The labels “ethnocentric” and “elitist,” used by Professor Barraclough to describe Elias’s orientation, are as misleading as they are wrong. Such labels are fashionable today, and cater to popular sentiments, but as applied here they evade the question whether the processes of increasing interdependence actually follow the pattern outlined by Elias. Is it really nothing but an expression of ethnocentrism and elitism to note that styles of clothing or techniques first developed by European upper and middle classes are now spreading all over the world? Is not the ubiquitous resistance against “Westernization” evidence of its impelling impact?

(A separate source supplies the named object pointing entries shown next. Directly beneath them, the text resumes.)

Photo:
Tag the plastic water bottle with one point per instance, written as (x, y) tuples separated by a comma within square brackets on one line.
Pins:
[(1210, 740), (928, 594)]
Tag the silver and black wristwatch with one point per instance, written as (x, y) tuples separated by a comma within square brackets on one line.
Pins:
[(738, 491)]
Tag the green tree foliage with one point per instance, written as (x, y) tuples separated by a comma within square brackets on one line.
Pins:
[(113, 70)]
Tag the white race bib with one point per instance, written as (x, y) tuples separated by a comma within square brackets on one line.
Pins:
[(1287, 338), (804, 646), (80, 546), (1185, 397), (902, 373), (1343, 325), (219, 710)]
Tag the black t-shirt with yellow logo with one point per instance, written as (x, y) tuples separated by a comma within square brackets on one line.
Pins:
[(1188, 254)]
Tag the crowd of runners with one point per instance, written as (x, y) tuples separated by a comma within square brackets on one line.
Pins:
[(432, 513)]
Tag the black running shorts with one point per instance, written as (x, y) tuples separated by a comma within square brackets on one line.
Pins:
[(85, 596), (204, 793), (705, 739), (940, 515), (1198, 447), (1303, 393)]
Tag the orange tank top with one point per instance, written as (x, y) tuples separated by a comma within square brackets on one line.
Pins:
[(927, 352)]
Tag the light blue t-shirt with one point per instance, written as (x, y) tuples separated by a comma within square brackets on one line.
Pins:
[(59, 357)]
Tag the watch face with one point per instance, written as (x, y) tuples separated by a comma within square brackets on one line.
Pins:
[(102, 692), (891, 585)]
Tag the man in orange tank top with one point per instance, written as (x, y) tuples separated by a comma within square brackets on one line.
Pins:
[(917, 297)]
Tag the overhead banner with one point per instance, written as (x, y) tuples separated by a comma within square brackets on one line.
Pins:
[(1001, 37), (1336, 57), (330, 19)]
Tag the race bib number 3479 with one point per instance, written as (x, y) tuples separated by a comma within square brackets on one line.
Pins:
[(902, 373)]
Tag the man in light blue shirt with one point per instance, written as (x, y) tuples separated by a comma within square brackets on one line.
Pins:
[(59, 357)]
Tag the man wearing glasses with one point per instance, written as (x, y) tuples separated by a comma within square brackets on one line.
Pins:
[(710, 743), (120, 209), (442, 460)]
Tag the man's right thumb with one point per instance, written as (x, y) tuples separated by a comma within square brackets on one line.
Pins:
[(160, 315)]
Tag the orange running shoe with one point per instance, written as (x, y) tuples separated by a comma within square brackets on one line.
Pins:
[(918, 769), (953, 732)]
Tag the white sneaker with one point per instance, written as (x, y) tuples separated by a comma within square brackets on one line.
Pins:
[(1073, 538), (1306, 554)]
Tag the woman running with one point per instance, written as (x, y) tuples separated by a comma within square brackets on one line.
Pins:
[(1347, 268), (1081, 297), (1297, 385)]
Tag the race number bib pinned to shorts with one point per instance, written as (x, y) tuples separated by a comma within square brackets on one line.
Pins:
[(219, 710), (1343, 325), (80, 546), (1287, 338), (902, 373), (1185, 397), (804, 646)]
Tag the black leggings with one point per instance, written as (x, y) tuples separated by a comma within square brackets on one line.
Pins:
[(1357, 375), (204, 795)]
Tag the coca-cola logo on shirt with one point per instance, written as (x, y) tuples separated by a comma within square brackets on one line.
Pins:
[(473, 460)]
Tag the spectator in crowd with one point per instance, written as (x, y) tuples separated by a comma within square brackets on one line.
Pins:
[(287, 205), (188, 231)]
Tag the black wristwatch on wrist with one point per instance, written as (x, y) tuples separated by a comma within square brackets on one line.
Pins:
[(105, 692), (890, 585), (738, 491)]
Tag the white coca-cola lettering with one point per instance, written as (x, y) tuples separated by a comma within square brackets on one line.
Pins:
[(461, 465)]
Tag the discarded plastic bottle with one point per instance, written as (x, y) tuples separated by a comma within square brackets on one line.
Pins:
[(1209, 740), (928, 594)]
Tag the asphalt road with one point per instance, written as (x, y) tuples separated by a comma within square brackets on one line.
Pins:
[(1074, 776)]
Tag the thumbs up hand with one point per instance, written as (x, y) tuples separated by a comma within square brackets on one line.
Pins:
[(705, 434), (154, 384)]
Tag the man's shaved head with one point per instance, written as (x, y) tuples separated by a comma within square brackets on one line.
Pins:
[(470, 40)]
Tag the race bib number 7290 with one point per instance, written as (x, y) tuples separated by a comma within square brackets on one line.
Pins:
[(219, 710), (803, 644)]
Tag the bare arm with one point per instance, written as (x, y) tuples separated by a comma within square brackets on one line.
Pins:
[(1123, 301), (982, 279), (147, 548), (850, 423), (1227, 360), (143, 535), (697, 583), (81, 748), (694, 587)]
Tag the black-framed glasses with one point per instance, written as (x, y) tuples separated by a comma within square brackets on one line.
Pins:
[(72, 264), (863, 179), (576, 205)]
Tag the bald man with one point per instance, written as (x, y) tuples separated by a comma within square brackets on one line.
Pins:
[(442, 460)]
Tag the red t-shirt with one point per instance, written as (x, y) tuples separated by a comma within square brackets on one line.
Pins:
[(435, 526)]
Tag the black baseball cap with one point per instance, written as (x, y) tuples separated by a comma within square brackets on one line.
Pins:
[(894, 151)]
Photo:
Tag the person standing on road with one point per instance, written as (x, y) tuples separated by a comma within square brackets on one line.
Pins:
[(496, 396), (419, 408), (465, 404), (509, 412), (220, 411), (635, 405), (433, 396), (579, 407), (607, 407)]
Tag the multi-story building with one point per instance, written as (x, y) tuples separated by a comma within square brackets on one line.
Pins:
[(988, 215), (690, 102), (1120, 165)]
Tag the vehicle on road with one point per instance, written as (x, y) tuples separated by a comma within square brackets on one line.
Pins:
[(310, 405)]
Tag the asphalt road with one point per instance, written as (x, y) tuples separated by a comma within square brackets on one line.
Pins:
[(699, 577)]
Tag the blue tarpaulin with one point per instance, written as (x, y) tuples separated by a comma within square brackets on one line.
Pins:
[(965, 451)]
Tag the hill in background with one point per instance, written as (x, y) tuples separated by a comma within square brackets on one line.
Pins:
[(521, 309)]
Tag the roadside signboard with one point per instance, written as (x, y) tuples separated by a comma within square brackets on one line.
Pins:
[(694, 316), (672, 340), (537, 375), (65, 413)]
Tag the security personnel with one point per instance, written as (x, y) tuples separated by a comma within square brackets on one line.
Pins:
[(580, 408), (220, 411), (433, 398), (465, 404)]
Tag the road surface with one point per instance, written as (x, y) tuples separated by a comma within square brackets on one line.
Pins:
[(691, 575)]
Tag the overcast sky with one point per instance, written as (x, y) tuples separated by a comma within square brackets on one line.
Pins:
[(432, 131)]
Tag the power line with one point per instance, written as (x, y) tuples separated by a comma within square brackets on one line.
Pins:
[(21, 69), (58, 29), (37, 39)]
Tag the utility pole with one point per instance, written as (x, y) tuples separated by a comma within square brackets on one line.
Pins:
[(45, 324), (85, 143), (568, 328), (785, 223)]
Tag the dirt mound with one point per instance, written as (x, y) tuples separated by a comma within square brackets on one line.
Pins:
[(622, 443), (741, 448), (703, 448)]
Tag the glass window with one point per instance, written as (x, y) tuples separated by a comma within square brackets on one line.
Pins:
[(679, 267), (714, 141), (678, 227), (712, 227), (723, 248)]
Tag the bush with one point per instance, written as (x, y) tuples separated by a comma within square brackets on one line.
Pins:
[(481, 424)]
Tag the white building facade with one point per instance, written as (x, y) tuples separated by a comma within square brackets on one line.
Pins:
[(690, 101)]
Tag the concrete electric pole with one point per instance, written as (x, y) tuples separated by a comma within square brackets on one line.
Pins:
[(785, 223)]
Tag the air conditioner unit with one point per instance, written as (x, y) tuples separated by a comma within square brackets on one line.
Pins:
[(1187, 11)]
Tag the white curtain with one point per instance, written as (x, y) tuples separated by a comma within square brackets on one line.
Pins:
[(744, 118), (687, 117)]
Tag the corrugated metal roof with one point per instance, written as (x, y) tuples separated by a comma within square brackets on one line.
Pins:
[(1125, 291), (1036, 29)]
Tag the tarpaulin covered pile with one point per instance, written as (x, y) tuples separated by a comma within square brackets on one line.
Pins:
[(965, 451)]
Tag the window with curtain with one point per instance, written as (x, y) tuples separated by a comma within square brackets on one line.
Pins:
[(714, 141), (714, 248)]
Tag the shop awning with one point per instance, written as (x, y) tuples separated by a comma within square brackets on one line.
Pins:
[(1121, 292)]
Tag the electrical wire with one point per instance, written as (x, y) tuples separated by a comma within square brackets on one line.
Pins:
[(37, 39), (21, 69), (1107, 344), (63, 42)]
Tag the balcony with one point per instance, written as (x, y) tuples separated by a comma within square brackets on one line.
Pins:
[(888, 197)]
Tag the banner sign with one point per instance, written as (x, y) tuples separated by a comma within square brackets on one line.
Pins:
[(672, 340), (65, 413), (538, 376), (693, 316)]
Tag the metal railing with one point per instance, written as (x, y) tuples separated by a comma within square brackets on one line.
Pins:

Perhaps because of his professional bias as a historian, Professor Barraclough has no eye nor any use for the sociological implications of The Civilizing Process. It is surely significant that the only writer within whose tradition he places Elias is, rather erroneously, Ranke; he overlooks altogether that the names of Freud, Marx, and Max Weber would have been far more fitting. But even as a historian his judgment is debatable. Thus he mentions Marc Bloch’s Feudal Society as a book that would make some of Elias’s conclusions outdated. There is far more reason to observe, however, how remarkably these two chefs-d’oeuvre, which were published around the same time, converge in their view of the structure and dynamics of medieval society. They do not contradict but supplement each other.
Johan Goudsblom
Universiteit van Amsterdam
Amsterdam, Netherlands
Geoffrey Barraclough replies:
I am not surprised that Professor Goudsblom is more impressed than I am by Elias’s book. As he was himself actively involved in its preparation, it might almost be said that he is an interested party. But his suggestion that I misrepresented Elias is not correct. Professor Goudsblom seems to object strongly to my description of The Civilizing Process as “mechanistic.” But it is Elias, not I, who makes everything depend on the operation of a “monopoly mechanism” which “proceeds like clockwork.” Professor Goudsblom is right, of course, in saying that “what is at issue is a general transformation of society.” My contention was—and is—that Elias’s account of this process is both too narrow and too rigid. His “monopoly mechanism,” invoked ad nauseam, is like Toynbee’s “challenge and response,” a truism which explains too much or too little. Nor, I fear, does Elias’s sociological and psychological theorizing, for which Professor Goudsblom says I have “no eye,” improve matters. In fact, I turned a blind eye to it. Psychological musings which discovered “how deeply the stratification, the pressures and tensions of our own time penetrate the structure of the individual personality” (p. 331), and sociological musings which arrive at the conclusion that “the continuous intertwining of human activities again and again acts as a lever which over the centuries produces changes in human conduct” (ibid.), seemed to me to reach a level of banality which it was kinder to pass over in silence. But perhaps I was wrong about that, and Professor Goudsblom is right.